U.S. container port volumes are not being significantly disrupted by the conflict in the Middle East, but rising fuel costs tied to the blockage of the Strait of Hormuz could eventually affect retailers and consumers, according to the latest Global Port Tracker report from the National Retail Federation and Hackett Associates.
“Just because retailers don’t import a lot of merchandise from the Middle East doesn’t mean the U.S. supply chain isn’t affected by the turmoil there,” said Jonathan Gold, NRF VP for supply chain and customs policy. “The supply chain is global and disruptions anywhere along it can have ripple effects.”

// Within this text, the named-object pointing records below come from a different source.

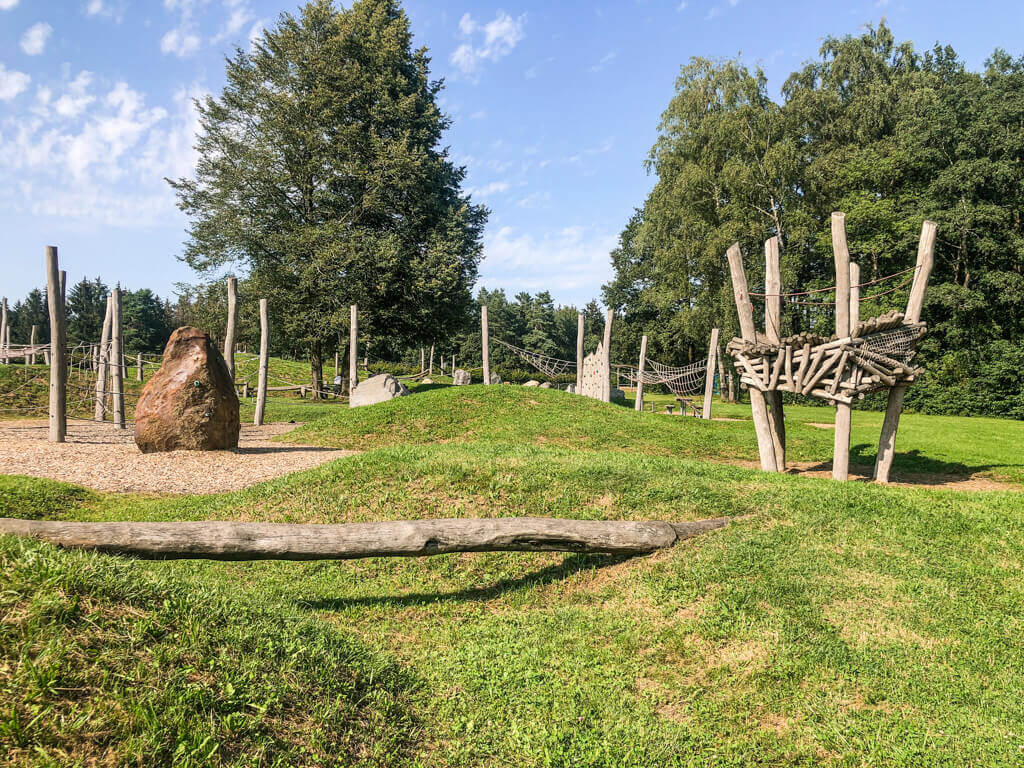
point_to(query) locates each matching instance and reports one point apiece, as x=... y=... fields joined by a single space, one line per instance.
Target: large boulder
x=189 y=403
x=377 y=389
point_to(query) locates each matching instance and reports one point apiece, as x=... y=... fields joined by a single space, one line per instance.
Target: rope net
x=545 y=364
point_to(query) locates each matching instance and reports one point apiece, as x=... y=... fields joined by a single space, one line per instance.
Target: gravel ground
x=101 y=457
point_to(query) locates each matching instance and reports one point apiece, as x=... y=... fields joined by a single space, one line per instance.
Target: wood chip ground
x=103 y=458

Gold said retailers continue to face rising tariffs and trade policy uncertainty that are putting downward pressure on imports and upward pressure on prices. President Donald Trump last month announced a temporary 10 percent global tariff under the Trade Act of 1974 after the Supreme Court ruled against the use of tariffs under the International Emergency Economic Powers Act. He also recently adjusted Section 232 tariffs on steel, aluminum and copper and announced new Section 232 tariffs on pharmaceutical products and ingredients.
Fuel Costs Rising
Ben Hackett, founder of Hackett Associates, said that while the U.S. is not facing fuel shortages at its ports, international pricing is driving up the cost of shipping containers in both directions. Ports in Asia that depend on fuel from the Persian Gulf could face shortages if the conflict is not resolved soon, he said. It is too early to assess the impact of a two-week ceasefire announced Tuesday.
“Higher fuel costs drive up the price of shipping a container for either import or export and ultimately have an inflationary impact on consumers and other end users,” Hackett said.
Volume Forecasts
U.S. ports covered by the report handled 1.95 million Twenty-Foot Equivalent Units in February, down 4.2 percent year over year. February is traditionally the slowest month due to Lunar New Year factory shutdowns in Asia.
Looking ahead, April is forecast at 2.08 million TEU, down 5.6 percent year over year. May and June are projected up 7.3 percent and 6.9 percent, respectively, largely because of sharp import declines during those months last year following the April 2025 “Liberation Day” tariffs. July is forecast down 8 percent and August down 6 percent.
First-half 2026 imports are projected at 12.3 million TEU, down 1.8 percent from the same period in 2025. Full-year 2025 imports totaled 25.4 million TEU, down 0.3 percent from 2024.
NRF is a Washington, D.C.-based trade association representing the retail industry.